De komst van Christus en de opname van de Gemeente. Zo was de titel van een boek dat ik zo’n kwart-eeuw geleden schreef. Zou ik het nog letterlijk weer zo schrijven? Vast niet.
Toch: het meeste wel. Terwijl ik bijzonder geboeid wordt door de theologie van iemand als N.T. Wright, en zijn kritiek op een extreme Amerikaanse ‘rapture’-visie onderschrijf, denk ik dat het onvermijdelijk bijbels is om het als één aspect van de Wederkomst te zien, dat Jezus de zijnen bij Zich neemt. (De discussie met Wright komt op een ander moment wel eens.)
Wat zou ik dan nu anders zeggen, als ik het over dit onderwerp heb?

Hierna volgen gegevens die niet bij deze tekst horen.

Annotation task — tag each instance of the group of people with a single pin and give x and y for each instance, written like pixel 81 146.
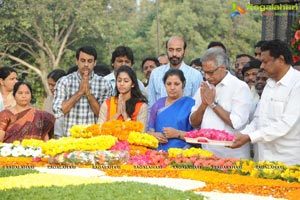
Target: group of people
pixel 257 102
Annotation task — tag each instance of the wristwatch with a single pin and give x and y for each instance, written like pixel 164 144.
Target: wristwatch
pixel 213 105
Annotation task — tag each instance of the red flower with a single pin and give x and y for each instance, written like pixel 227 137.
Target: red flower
pixel 297 35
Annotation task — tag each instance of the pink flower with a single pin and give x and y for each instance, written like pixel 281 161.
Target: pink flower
pixel 297 35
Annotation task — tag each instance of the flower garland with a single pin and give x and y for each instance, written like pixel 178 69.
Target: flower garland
pixel 117 128
pixel 212 134
pixel 176 152
pixel 121 129
pixel 142 139
pixel 16 150
pixel 80 131
pixel 67 144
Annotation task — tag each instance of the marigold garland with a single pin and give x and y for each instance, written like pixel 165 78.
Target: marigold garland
pixel 67 144
pixel 80 131
pixel 175 152
pixel 121 129
pixel 137 150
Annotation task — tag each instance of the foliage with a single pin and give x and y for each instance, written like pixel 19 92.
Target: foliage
pixel 42 35
pixel 119 190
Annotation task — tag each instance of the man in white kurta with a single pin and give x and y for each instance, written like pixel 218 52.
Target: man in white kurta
pixel 223 103
pixel 276 124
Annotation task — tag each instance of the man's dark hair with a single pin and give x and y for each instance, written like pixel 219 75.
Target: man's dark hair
pixel 216 44
pixel 252 64
pixel 122 51
pixel 278 48
pixel 244 55
pixel 196 61
pixel 101 70
pixel 259 43
pixel 88 50
pixel 184 43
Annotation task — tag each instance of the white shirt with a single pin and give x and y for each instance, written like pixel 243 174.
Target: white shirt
pixel 276 123
pixel 1 103
pixel 234 96
pixel 112 80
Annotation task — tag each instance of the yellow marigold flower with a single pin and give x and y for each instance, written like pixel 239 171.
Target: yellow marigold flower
pixel 17 142
pixel 175 152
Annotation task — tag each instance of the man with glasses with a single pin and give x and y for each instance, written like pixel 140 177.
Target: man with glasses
pixel 223 102
pixel 176 48
pixel 240 61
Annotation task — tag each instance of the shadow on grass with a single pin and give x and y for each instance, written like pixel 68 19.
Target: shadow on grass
pixel 104 191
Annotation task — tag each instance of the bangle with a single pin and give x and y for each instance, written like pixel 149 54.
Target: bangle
pixel 213 105
pixel 179 135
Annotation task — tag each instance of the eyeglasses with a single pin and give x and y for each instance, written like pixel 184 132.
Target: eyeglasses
pixel 239 64
pixel 210 72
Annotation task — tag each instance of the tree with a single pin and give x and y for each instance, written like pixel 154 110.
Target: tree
pixel 37 34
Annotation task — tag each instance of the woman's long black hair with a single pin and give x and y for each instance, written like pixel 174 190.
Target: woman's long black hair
pixel 136 94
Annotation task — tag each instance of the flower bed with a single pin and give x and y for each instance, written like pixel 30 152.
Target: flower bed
pixel 107 153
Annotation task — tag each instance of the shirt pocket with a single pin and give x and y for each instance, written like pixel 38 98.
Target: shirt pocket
pixel 276 107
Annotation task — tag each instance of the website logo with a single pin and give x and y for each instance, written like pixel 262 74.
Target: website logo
pixel 236 10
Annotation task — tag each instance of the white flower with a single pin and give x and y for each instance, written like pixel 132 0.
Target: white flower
pixel 5 151
pixel 18 151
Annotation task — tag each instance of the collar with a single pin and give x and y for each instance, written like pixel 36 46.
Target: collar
pixel 285 80
pixel 226 80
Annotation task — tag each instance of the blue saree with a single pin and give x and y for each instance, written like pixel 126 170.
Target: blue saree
pixel 175 115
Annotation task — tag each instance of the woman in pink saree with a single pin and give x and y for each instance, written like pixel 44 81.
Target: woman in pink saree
pixel 22 121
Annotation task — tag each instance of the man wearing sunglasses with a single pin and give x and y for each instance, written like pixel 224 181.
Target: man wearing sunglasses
pixel 223 102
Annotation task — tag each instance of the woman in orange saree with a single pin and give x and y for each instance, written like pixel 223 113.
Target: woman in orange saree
pixel 22 121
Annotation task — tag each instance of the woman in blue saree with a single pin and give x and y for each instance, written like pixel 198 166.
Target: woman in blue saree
pixel 169 116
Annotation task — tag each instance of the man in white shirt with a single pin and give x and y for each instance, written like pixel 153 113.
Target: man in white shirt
pixel 276 124
pixel 122 56
pixel 223 102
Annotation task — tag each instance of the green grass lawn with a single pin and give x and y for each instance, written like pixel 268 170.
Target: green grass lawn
pixel 105 191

Vanmorgen preekte ik over ‘de nieuwe schepping’, en bij de voorbereiding daarvan realiseerde ik me drie punten waarin ik geleerd heb ‘de opname van de gemeente’ bij mezelf en bij anderen te corrigeren.
1. Christus’ wederkomst is geen ontsnapping naar de hemel, maar een openbaring op aarde. Precies zoals het laatste boek van de Bijbel heet: openbaring van Jezus Christus. Het gaat ten eerste niet over óns maar over Hem. En het essentiële punt is niet een escape uit de boze wereld, zodat wij als christenen heerlijk in de hemel kunnen uitpuffen en genieten (‘want het was me het wereldje wel’), terugkijkend naar de boze wereld. Het gaat erom dat Jezus zichtbaar gaat worden, en dat God ons, de Kerk, gebruikt als zijn instrument bij die luisterrijke verschijning.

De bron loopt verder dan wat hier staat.